Don’t bug this beetle

Brachinus elongatulus, more commonly known as the bombardier beetle, is a fellow you do not want to agitate. When this beetle feels threatened, it blasts boiling hot, noxious chemicals from its body in rapid-fire fashion. And the smell is not pleasant either.

“It’s a foul-smelling liquid that is quite shocking and distasteful to predators such as toads,” said Tanya Renner, an assistant professor in San Diego State University’s biology department. If a predator tries to eat the bombardier, it gets a mouthful of this unpalatable liquid.

Despite the obvious hazards of studying the creature, Renner is passionate about bombardier beetles. And she’s not the only one: Her lab’s plan to sequence the beetle’s genome is currently in the running to receive funding from the company Pacific Biosciences.

It’s easy to see why the small bug drums up such big excitement.

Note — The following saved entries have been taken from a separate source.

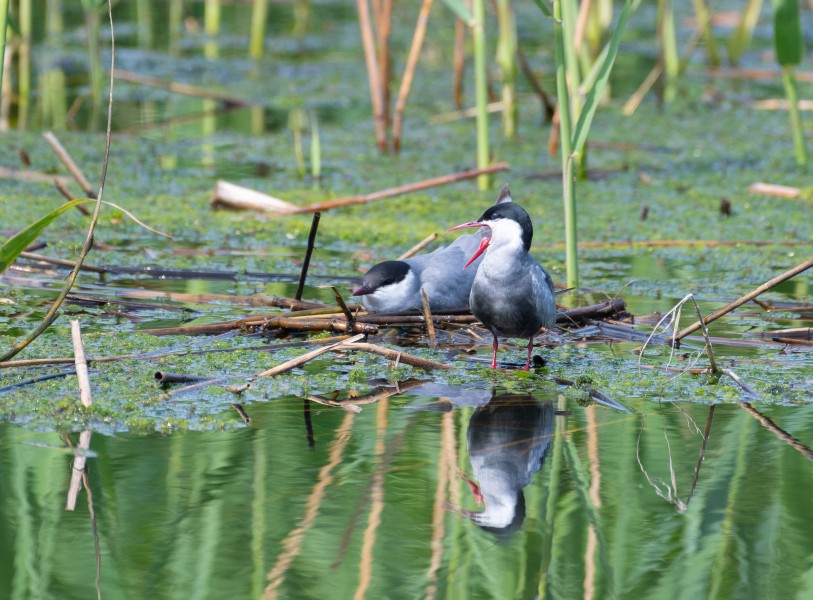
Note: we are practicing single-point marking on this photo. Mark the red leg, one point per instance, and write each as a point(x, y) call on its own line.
point(530, 347)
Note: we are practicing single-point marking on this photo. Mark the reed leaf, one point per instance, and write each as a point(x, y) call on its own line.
point(3, 28)
point(543, 6)
point(594, 94)
point(12, 248)
point(787, 32)
point(744, 31)
point(462, 11)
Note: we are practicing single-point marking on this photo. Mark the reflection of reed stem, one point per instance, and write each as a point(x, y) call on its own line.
point(376, 503)
point(778, 431)
point(95, 531)
point(595, 498)
point(292, 545)
point(481, 90)
point(446, 470)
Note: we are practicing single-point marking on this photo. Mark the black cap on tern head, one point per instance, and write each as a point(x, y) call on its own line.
point(382, 274)
point(505, 195)
point(513, 211)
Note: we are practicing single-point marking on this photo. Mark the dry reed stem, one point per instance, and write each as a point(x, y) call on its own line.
point(409, 73)
point(52, 313)
point(77, 470)
point(35, 176)
point(81, 364)
point(178, 88)
point(458, 62)
point(742, 300)
point(756, 74)
point(781, 104)
point(415, 361)
point(72, 167)
point(373, 75)
point(325, 402)
point(299, 360)
point(406, 188)
point(62, 189)
point(292, 544)
point(419, 246)
point(465, 113)
point(236, 197)
point(62, 263)
point(773, 189)
point(383, 18)
point(342, 305)
point(427, 315)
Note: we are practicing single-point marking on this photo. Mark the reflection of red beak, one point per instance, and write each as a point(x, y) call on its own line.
point(483, 243)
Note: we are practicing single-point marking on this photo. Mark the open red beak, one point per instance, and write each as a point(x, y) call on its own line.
point(483, 243)
point(362, 290)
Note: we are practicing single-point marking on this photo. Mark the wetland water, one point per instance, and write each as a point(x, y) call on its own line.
point(629, 482)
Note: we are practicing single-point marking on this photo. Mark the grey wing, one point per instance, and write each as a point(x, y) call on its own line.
point(545, 296)
point(468, 243)
point(446, 282)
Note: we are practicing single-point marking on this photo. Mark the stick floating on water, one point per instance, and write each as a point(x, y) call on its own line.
point(308, 252)
point(742, 300)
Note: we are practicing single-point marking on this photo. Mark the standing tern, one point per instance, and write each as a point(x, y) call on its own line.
point(512, 295)
point(394, 286)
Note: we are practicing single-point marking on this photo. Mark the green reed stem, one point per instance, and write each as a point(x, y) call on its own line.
point(480, 90)
point(703, 16)
point(507, 59)
point(3, 27)
point(791, 92)
point(565, 137)
point(259, 12)
point(742, 35)
point(668, 47)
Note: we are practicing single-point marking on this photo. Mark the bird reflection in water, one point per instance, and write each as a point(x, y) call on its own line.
point(508, 439)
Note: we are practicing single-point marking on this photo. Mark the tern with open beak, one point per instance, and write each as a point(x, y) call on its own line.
point(394, 286)
point(512, 294)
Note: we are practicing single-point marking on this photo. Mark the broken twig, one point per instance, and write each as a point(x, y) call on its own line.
point(308, 252)
point(742, 300)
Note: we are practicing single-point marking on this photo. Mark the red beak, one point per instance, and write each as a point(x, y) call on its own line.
point(483, 243)
point(362, 290)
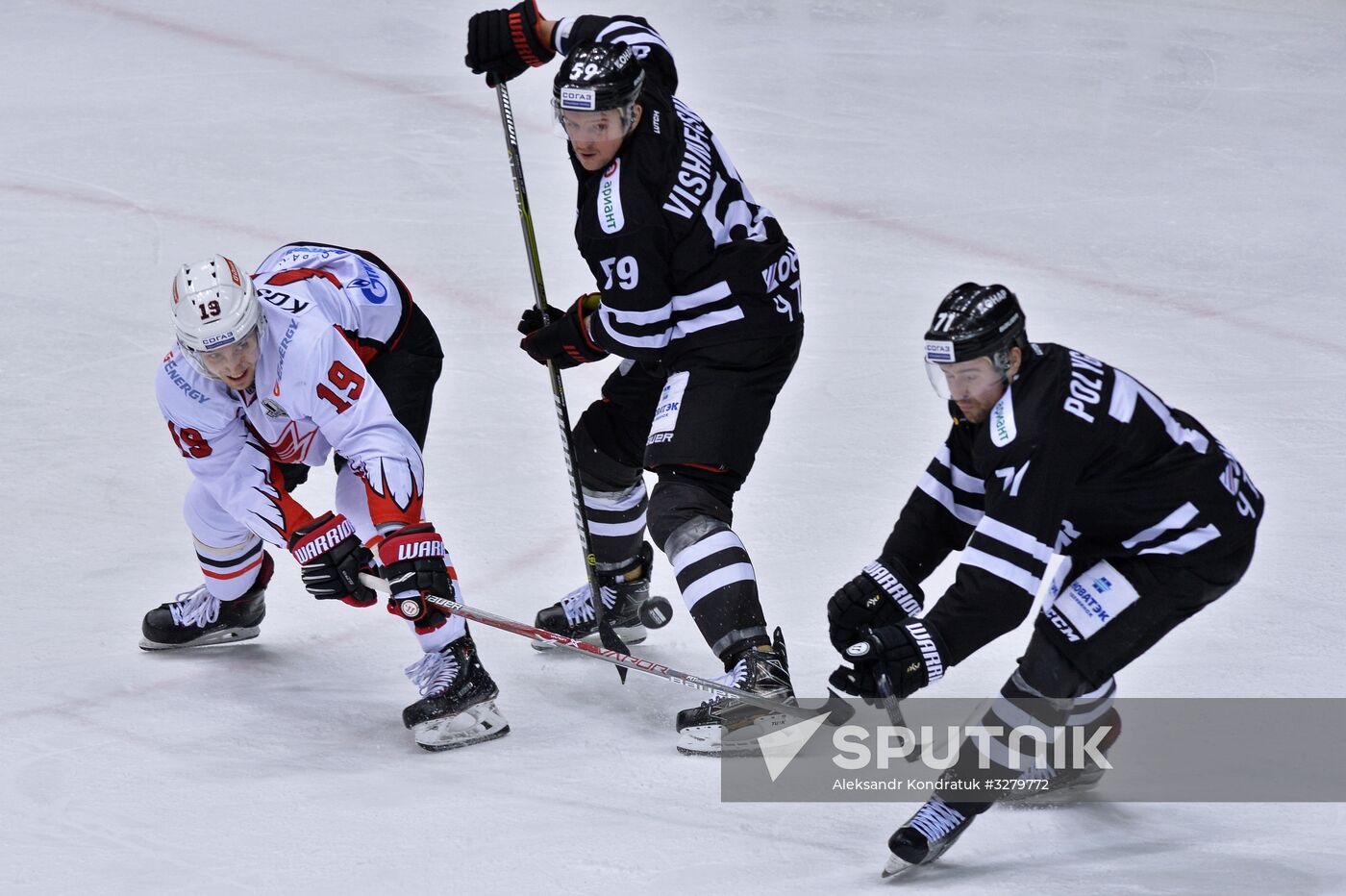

“If you bug the bombardier beetle enough, it can explode multiple times in a row, but the explosion doesn’t hurt or kill it,” said Renner, who has been studying these creatures for three years. “The beetle remakes its defensive chemicals within a few days. I am really curious about the chemical process happening inside this amazing and explosive beetle.”

What we know so far

Bombardier beetles live in woodlands and grasslands near water sources, where they lay their eggs. The beetles Renner collects for her research live in the Madrean Sky Islands near Tucson, Arizona. Right now in the spring, the future beetles are still in their larval state, feasting on other insects.

Most bombardier beetles are nocturnal and carnivorous, so in addition to the beetles’ vicious chemical defense mechanism, they strike when their food sources least expect it—in the middle of the night.

Their nocturnal nature forces Renner and her team—comprised of scientists from the University of Arizona, University of California, Berkeley, and the Stevens Institute of Technology—to collect the beetles after dark. Renner is heading to Arizona over summer break to gather new specimens for her research.

Renner’s team, which includes three SDSU undergraduate students who work in her lab, is currently funded by a $284,000 grant from the National Science Foundation (NSF). The grant allows them to look at the beetle’s chemical defense mechanism on a molecular level and study how this system evolved.

With the help of the grant, the team will attempt to identify the genes involved in the production of the beetle’s quinones, a group of molecules that react violently with hydrogen peroxide to produce the beetle’s fiery hot blast.

Renner hypothesizes the beetle evolved its explosive defense abilities over time to adapt to its environment. The same quinones found in the liquid the bombardier beetle expels are also used in the hardening of its exoskeleton, and scientists believe the beetle co-opted these chemicals for defensive purposes. Renner’s NSF-funded research combines genetics with chemistry to reveal insights into the fundamental process of evolution.

The next level

Renner and her collaborators now want to take their research to the next level by sequencing the genome of the beetle. It would be the first genome from a major branch of the tree of life, the beetle suborder Adephaga, providing a unique genetic point of comparison to other insects and to the few existing beetle genomes, which are all from other suborders. Renner hopes to learn how the beetle makes its toxic chemical brew, stores it within its body, and discharges it without self-injury.

Sequencing the genome is not an easy or affordable task, so Renner is seeking outside help from Pacific Biosciences. The company is currently running the World’s Most Interesting Genome challenge and Renner’s bombardier beetle project is one of five finalists in the contest. The proposal that receives the most votes during a public vote will be awarded PacBio SMRT Sequencing and genome assembly.

“The first bombardier genome will solve a long-standing evolutionary puzzle,” said Renner. “If we can sequence the bombardier’s genome, it would allow us to understand the genetic basis of the beetle’s chemical production, which would really accelerate our ongoing NSF-funded research.”

The public vote is open until Wednesday, April 5.